Design/methodology/approach
This paper uses a special Bank of Italy’s survey on 400 Italian banks over the period 2006–2013, to compute a new indicator for product differentiation in the mortgage market. This paper considers mortgage with non-conventional characteristics: loan-to-value ratio greater than 80%; duration longer than 30 years or with a flexible maturity. This paper estimates probit and ordinary least squares (OLS) models using panel data at bank-time level.
Findings
The findings suggest that during the double crisis that hit the Italian economy between 2008 and 2013, the diversification process in the Italian household mortgage market slowed down. Controlling for banks’ and local markets’ this study finds that larger, less risky banks and those that have adopted scoring systems are more likely to offer non-conventional mortgages; moreover, banks operating in more competitive markets and in markets where other banks offer non-conventional loans tend to diversify their supply more.
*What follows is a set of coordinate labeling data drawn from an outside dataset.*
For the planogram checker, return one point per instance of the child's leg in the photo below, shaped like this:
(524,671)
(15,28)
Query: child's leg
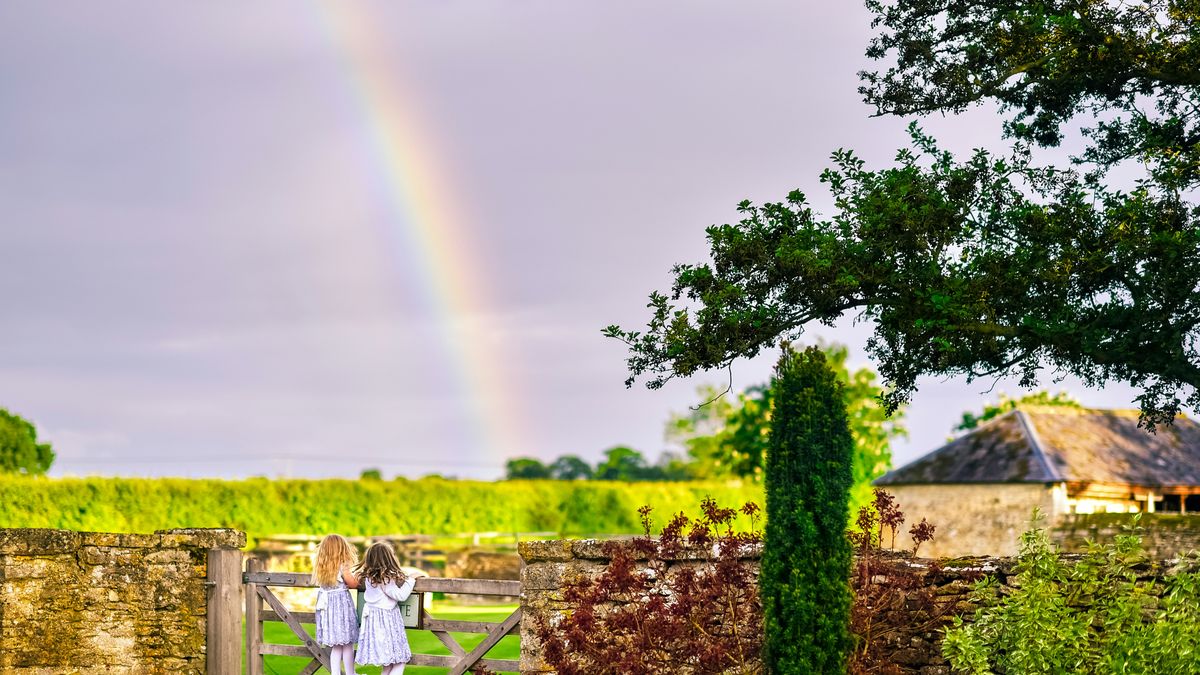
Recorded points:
(335,659)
Most of these indications are confirmed by analyzing the quantities actually granted. These results suggest that the structure of the local markets does matter, and that there could be a non-price competition effect among banks in providing differentiated mortgage contracts.
Originality/value
The indicator, computed using data at bank level drawn from a special Bank of Italy’s survey, goes beyond the standard approach on product differentiation followed in the empirical literature, mainly base on the dichotomy between fixed and variable lending rates. Furthermore, to best of the authors’ knowledge, so far there is no empirical evidence on the supply-side factors that influenced the diversification of mortgages’ contractual terms during the crisis; particularly, there is no evidence on the role of local market competition and bank-specific features. This paper contributes to fill this gap in the literature.